We dequeue the job when calling job.prepare_for_execution. Instead of doing a pop operation on the queue, we see if the queue is non-empty. When non-empty, initialize a worker that would pop the job from the queue. This may result in multiple workers requesting to pop the same job in Redis.

Not sure how viable this approach is, this would also change RQ in a lot of places so this would be a huge change.

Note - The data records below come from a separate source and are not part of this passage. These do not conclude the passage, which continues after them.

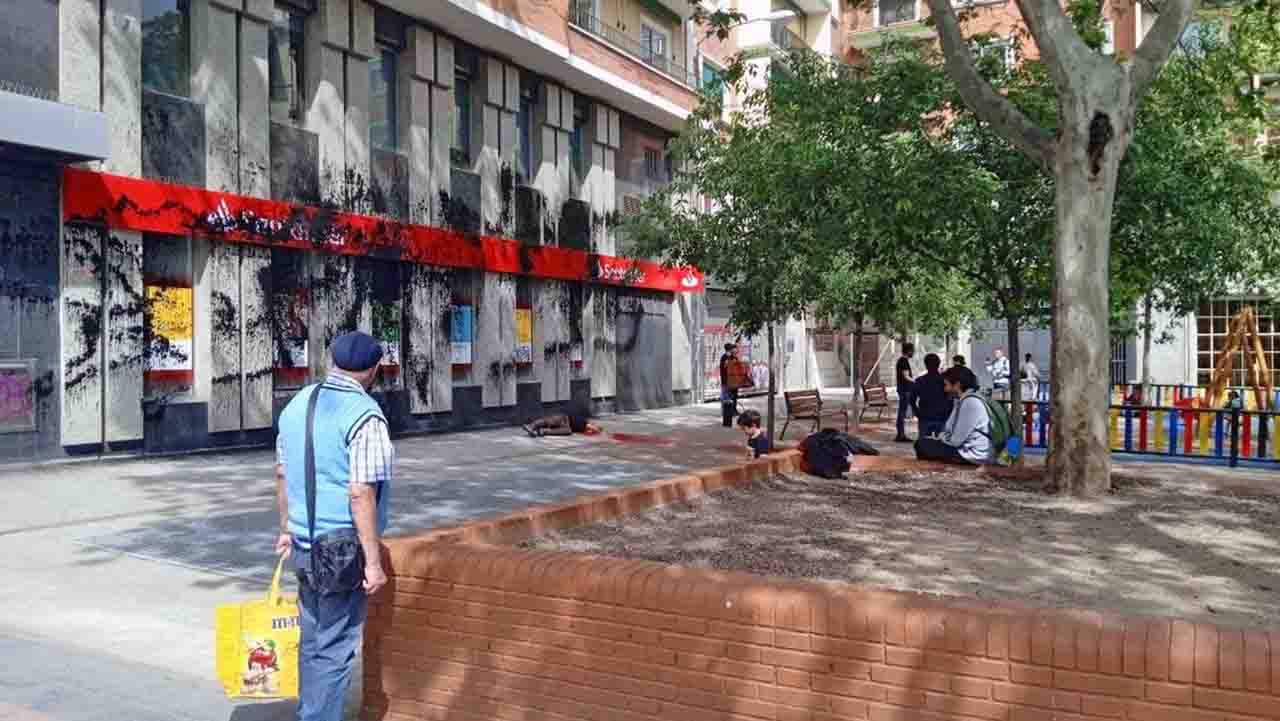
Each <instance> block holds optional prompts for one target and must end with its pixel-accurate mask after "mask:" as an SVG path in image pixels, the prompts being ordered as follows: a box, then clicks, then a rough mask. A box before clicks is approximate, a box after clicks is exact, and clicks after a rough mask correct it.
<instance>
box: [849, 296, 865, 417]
mask: <svg viewBox="0 0 1280 721" xmlns="http://www.w3.org/2000/svg"><path fill="white" fill-rule="evenodd" d="M852 368H854V375H852V378H851V380H852V385H854V388H852V391H854V409H855V410H856V411H859V412H860V411H861V409H863V406H861V403H863V314H861V312H856V314H854V361H852Z"/></svg>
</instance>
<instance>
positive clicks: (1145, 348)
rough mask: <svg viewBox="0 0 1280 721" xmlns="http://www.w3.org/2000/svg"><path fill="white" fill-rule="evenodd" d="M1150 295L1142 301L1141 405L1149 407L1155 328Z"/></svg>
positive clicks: (1150, 293)
mask: <svg viewBox="0 0 1280 721" xmlns="http://www.w3.org/2000/svg"><path fill="white" fill-rule="evenodd" d="M1151 306H1152V298H1151V293H1147V296H1146V297H1144V298H1143V301H1142V405H1144V406H1151V405H1153V403H1152V402H1151V337H1152V336H1153V334H1155V328H1152V325H1151V315H1152V312H1151Z"/></svg>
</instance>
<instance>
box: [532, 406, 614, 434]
mask: <svg viewBox="0 0 1280 721" xmlns="http://www.w3.org/2000/svg"><path fill="white" fill-rule="evenodd" d="M586 417H588V414H586V412H585V411H584V410H582V409H581V407H579V406H573V407H571V409H568V412H564V414H552V415H548V416H543V417H540V419H538V420H534V421H531V423H529V424H527V425H524V426H521V428H524V429H525V433H527V434H529V435H530V437H532V438H541V437H544V435H573V434H575V433H581V434H584V435H595V434H596V433H600V430H602V429H600V426H598V425H595V424H594V423H590V421H588V420H586Z"/></svg>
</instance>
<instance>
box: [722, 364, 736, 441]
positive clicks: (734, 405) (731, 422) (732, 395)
mask: <svg viewBox="0 0 1280 721" xmlns="http://www.w3.org/2000/svg"><path fill="white" fill-rule="evenodd" d="M735 360H737V346H735V344H733V343H724V355H722V356H721V423H722V424H723V425H724V428H733V417H735V415H736V414H737V388H730V382H728V380H730V379H728V364H731V362H733V361H735Z"/></svg>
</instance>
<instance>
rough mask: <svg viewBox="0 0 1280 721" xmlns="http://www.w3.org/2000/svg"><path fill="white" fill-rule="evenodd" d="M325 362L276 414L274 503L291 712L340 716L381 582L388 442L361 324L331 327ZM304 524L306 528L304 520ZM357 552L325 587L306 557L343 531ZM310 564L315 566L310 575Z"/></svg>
mask: <svg viewBox="0 0 1280 721" xmlns="http://www.w3.org/2000/svg"><path fill="white" fill-rule="evenodd" d="M330 352H332V355H333V366H334V368H333V369H332V370H330V373H329V375H328V378H325V380H324V383H317V384H314V385H308V387H307V388H303V389H302V391H300V392H298V394H297V396H294V397H293V400H292V401H289V405H288V406H285V409H284V411H283V412H282V414H280V421H279V435H278V437H276V448H275V452H276V466H275V484H276V497H278V505H279V511H280V537H279V539H278V540H276V544H275V549H276V552H278V553H291V552H292V555H293V557H294V565H296V567H297V570H298V612H300V617H301V619H300V621H301V629H302V640H301V647H300V651H298V663H300V698H298V721H340V720H342V716H343V706H344V702H346V695H347V688H348V686H349V684H351V672H352V666H353V662H355V658H356V647H357V645H358V643H360V631H361V626H362V625H364V622H365V610H366V603H367V598H369V597H370V595H372V594H375V593H378V590H379V589H380V588H383V587H384V585H387V575H385V572H384V571H383V566H381V551H380V543H379V537H380V535H381V533H383V530H384V529H385V528H387V502H388V496H389V493H388V490H389V488H388V487H389V485H390V480H392V465H393V462H394V460H396V450H394V448H393V447H392V442H390V437H389V434H388V430H387V419H385V417H384V416H383V412H381V410H380V409H379V406H378V402H376V401H374V398H372V397H370V396H369V393H367V389H369V388H370V387H371V385H372V384H374V380H375V379H376V377H378V365H379V362H380V361H381V357H383V348H381V346H380V344H379V343H378V341H375V339H374V338H372V337H371V336H369V334H367V333H346V334H343V336H339V337H338V338H337V339H335V341H334V342H333V346H332V348H330ZM314 394H315V402H314V409H311V410H312V412H314V416H315V417H314V423H312V424H311V426H312V428H311V434H312V437H311V443H310V446H311V448H310V451H311V452H314V456H315V460H314V471H312V473H314V476H315V514H314V517H312V516H311V515H310V514H308V508H307V460H308V455H310V453H308V443H307V425H308V417H307V416H308V406H311V403H312V401H311V398H312V396H314ZM312 524H314V530H312ZM348 537H349V544H351V548H352V549H355V548H357V547H358V548H360V549H361V551H362V552H364V571H362V575H364V579H362V580H361V579H360V574H361V571H360V569H358V565H356V566H353V572H355V574H356V578H355V580H353V583H349V584H347V585H344V587H342V588H338V589H334V588H332V585H333V584H332V583H328V581H326V580H325V578H324V575H323V574H321V571H326V570H328V569H325V567H320V570H316V567H314V566H312V563H311V551H312V542H314V540H315V539H325V538H329V539H333V538H348ZM312 574H315V575H312Z"/></svg>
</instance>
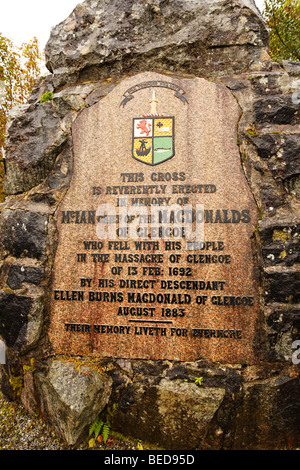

Introduce a new kind of registry: NewJobRegistry. Right now we have a registry for every Job state except this. Jobs when created are automatically added to NewJobRegistry. When job-keys are popped from the queue they are not removed from NewJobRegistry. job.prepare_for_execution() would change the job's registry from NewJobRegistry to StartedJobRegistry. Using NewJobRegistry gives us a staging area that allows us to recover from Redis failures. A Job is always guaranteed to be found in one of the registries. Stranded jobs could be re-queued through the registry cleanup functions. Cleanup jobs are only executed once every 10 min, this shouldn't block any real-time processing.

Maybe this can be done, I'm willing to accept a PR for this.